Russian accuses Kiev PM of fighting Moscow in Chechnya
The head of Russia's powerful investigative body claimed Wednesday that Ukraine's bespectacled technocrat prime minister fought in Chechya with Islamist insurgents against Moscow.
Alexander Bastrykin told Rossiiskaya Gazeta state daily that in the first Chechen war in the mid-1990s, Ukraine’s premier “Arseny Yatsenyuk fought against Russian troops”.
The claim was widely ridiculed in Ukraine, where Yatsenyuk often is portrayed in cartoons as the bossy but harmless Rabbit from the children’s book “Winnie-the-Pooh”.
Bastrykin said an “investigation had established” that Yatsenyuk, now 41, fought in hit squads called Argo and Viking.
The chief investigator said the units were led by Oleksandr Muzytchko — better known as Sashko Bilyi — the late coordinator of Right Sector far-right nationalist group in western Ukraine, who was shot dead by police last year.
Yatsenyuk dismissed the claim with his press secretary Olga Lappo writing on Facebook: “We advise the Russian regime to carry out a psychiatric assessment of the Investigative Committee chief Bastrykin.”

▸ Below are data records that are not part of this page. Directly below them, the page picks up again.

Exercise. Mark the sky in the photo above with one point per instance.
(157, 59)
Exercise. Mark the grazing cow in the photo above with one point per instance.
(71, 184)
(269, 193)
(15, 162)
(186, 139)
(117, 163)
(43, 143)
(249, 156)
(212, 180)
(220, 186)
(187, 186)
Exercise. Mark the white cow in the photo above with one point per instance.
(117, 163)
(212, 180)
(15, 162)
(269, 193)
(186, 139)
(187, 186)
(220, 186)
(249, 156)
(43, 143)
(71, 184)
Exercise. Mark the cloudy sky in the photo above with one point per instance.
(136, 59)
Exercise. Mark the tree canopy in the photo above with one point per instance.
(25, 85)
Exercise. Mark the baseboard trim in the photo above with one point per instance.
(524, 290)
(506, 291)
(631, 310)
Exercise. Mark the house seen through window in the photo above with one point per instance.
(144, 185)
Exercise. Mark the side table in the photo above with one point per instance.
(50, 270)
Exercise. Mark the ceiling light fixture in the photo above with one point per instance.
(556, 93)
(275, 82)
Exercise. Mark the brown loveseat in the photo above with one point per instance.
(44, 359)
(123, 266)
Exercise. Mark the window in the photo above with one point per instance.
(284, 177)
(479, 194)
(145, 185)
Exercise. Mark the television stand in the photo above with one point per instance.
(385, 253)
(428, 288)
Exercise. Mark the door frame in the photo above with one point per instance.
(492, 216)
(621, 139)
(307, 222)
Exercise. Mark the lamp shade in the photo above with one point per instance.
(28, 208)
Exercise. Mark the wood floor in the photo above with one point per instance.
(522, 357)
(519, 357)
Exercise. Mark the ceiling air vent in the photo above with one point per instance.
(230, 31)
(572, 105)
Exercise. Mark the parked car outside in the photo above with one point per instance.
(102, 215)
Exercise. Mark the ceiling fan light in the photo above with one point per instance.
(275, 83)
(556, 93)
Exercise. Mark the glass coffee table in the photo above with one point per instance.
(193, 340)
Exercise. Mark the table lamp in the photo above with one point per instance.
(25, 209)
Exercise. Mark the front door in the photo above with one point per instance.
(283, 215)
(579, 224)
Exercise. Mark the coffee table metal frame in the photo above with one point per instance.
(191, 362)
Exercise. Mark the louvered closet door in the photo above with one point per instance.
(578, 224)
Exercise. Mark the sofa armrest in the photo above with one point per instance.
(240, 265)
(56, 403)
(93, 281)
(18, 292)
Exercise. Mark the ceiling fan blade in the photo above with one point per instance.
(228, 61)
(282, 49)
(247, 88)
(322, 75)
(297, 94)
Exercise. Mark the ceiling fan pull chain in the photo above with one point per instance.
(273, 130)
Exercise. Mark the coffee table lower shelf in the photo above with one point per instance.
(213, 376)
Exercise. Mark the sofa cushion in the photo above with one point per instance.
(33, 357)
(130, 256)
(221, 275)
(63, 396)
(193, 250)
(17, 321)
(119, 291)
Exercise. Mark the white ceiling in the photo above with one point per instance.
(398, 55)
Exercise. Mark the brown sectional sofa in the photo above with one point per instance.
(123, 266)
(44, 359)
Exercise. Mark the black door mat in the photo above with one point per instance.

The allegations caused a storm of sarcastic comments on Ukrainian social networks, with photoshopped images featuring Yatsenyuk, who is mocked for his alleged resemblance to the rabbit in the Soviet cartoon version of Winnie-the-Pooh.
Images show him sporting a long beard in full Rambo-style gear, surrounded by Islamists. One shows a rabbit with a grenade launcher with the caption: “He killed his first Russian at 16.”

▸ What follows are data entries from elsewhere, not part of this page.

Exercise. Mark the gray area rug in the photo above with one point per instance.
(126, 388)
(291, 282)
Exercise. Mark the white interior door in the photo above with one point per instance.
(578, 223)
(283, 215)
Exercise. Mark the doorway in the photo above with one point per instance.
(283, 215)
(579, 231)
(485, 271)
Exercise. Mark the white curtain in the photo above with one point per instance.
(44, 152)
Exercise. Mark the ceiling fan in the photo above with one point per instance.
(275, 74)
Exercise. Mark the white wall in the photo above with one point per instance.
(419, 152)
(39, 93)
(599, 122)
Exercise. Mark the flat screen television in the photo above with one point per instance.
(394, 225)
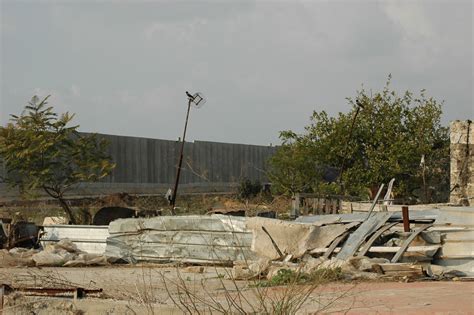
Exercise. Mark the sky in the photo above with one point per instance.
(264, 66)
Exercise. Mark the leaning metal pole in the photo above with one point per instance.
(175, 190)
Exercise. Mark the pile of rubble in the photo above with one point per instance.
(432, 243)
(62, 254)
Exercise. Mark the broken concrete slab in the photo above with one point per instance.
(372, 224)
(216, 239)
(291, 238)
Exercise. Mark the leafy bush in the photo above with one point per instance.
(249, 189)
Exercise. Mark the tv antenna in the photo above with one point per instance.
(196, 100)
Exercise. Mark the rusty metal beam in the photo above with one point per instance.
(75, 292)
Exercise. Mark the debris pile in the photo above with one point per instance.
(216, 239)
(62, 254)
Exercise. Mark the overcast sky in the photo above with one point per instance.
(264, 66)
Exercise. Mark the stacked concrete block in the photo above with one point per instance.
(462, 162)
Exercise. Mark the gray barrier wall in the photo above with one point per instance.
(146, 165)
(143, 160)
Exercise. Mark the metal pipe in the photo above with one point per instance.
(406, 219)
(178, 173)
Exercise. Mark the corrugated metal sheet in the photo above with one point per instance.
(88, 238)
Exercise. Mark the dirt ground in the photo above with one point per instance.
(149, 289)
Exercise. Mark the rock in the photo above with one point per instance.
(67, 245)
(194, 269)
(435, 270)
(273, 270)
(53, 259)
(11, 260)
(259, 267)
(360, 275)
(336, 263)
(311, 264)
(366, 263)
(241, 272)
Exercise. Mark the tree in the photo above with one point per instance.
(393, 136)
(40, 151)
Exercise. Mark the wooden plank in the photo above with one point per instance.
(340, 238)
(374, 237)
(399, 269)
(180, 251)
(334, 244)
(222, 239)
(407, 242)
(372, 224)
(386, 249)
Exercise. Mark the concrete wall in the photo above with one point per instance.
(462, 162)
(149, 166)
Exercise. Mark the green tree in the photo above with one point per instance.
(40, 151)
(391, 135)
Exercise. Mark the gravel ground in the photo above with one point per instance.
(141, 290)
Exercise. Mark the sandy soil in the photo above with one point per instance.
(142, 290)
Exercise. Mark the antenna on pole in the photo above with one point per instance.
(196, 100)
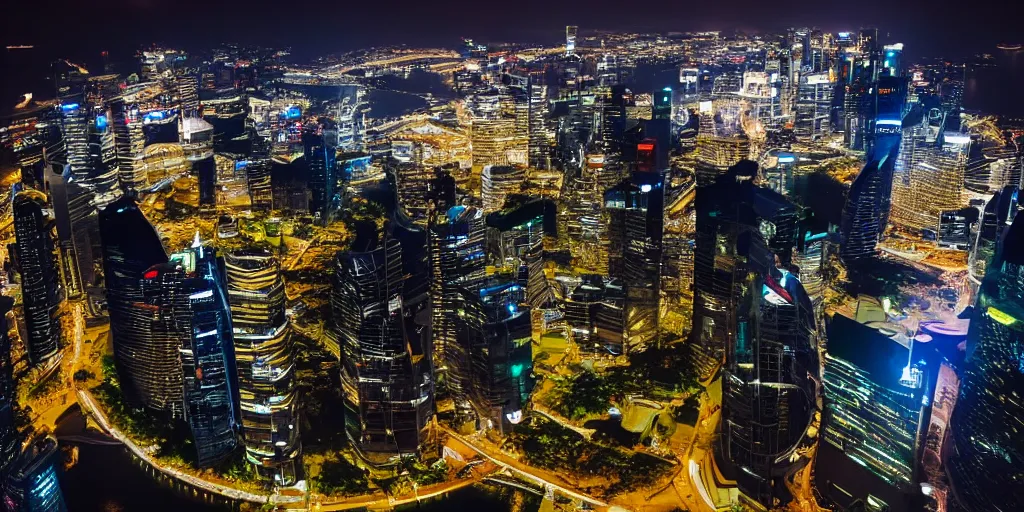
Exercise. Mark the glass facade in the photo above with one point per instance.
(264, 353)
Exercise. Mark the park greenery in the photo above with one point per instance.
(656, 374)
(546, 444)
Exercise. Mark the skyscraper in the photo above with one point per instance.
(570, 33)
(866, 213)
(147, 365)
(385, 364)
(495, 330)
(190, 298)
(872, 411)
(320, 148)
(34, 485)
(37, 261)
(986, 465)
(755, 316)
(9, 439)
(264, 352)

The interior minister Arsen Avakov also mocked the claim that Yatsenyuk, a balding pro-Western former foreign minister, used to fight alongside Islamist militants in Chechnya.
“We have very good doctors in the interior ministry’s clinic. We’ll get you better. Paranoiacs are our specialty,” Avakov wrote on Facebook in a message to Bastrykin.

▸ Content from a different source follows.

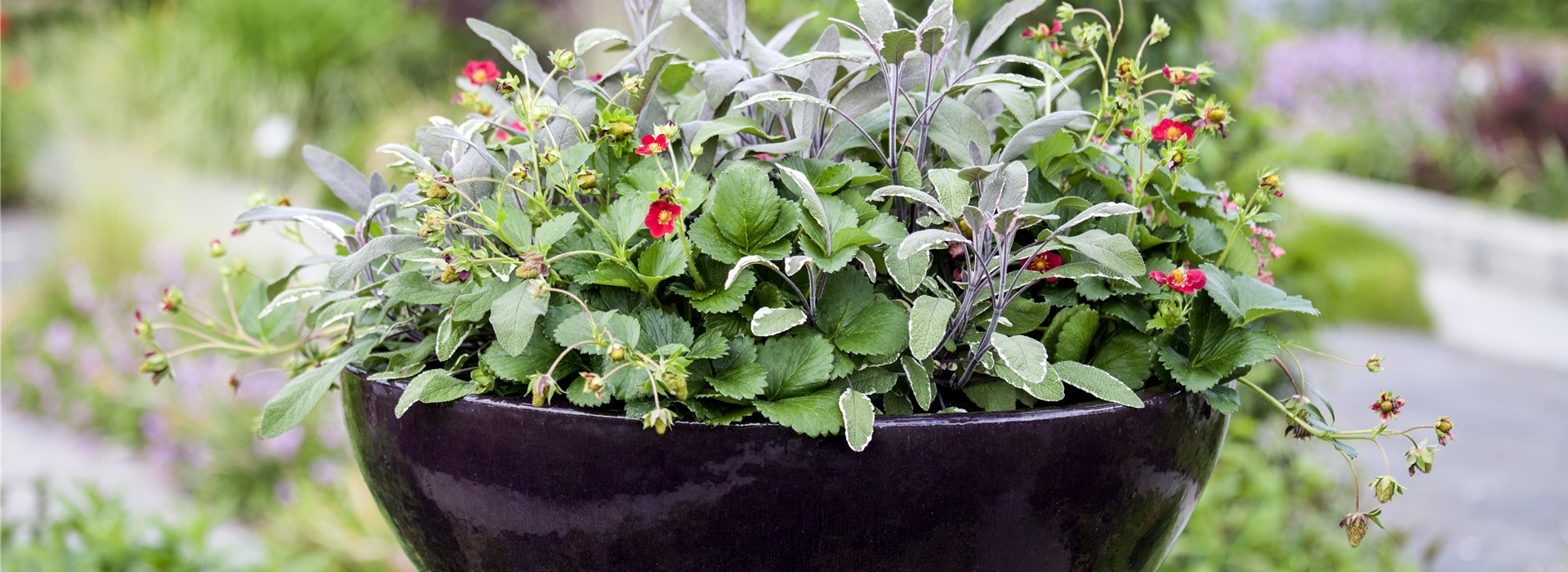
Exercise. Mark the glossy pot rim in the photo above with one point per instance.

According to Yatsenyuk’s official biography, in 1994 and 1995 he was working on privatisations as the head of a law firm.
Such allegations, published in a state newspaper, appeared to be aimed at reinforcing Moscow’s line that Kiev is controlled by ultranationalist neo-Nazis.
Kremlin spokesman Dmitry Peskov backed the claim, telling Russian news agencies: “The Investigative Committee is working on it and such statements can never be groundless.”
Right Sector played a key role in the frontlines of deadly protests that unseated pro-Moscow president Viktor Yanukovych last year and its well-equipped fighters have also fought pro-Russian separatists in the east.
President Petro Poroshenko is trying to follow through a February peace deal whose terms — including partial self-rule for the insurgents — are anathema to the nationalists.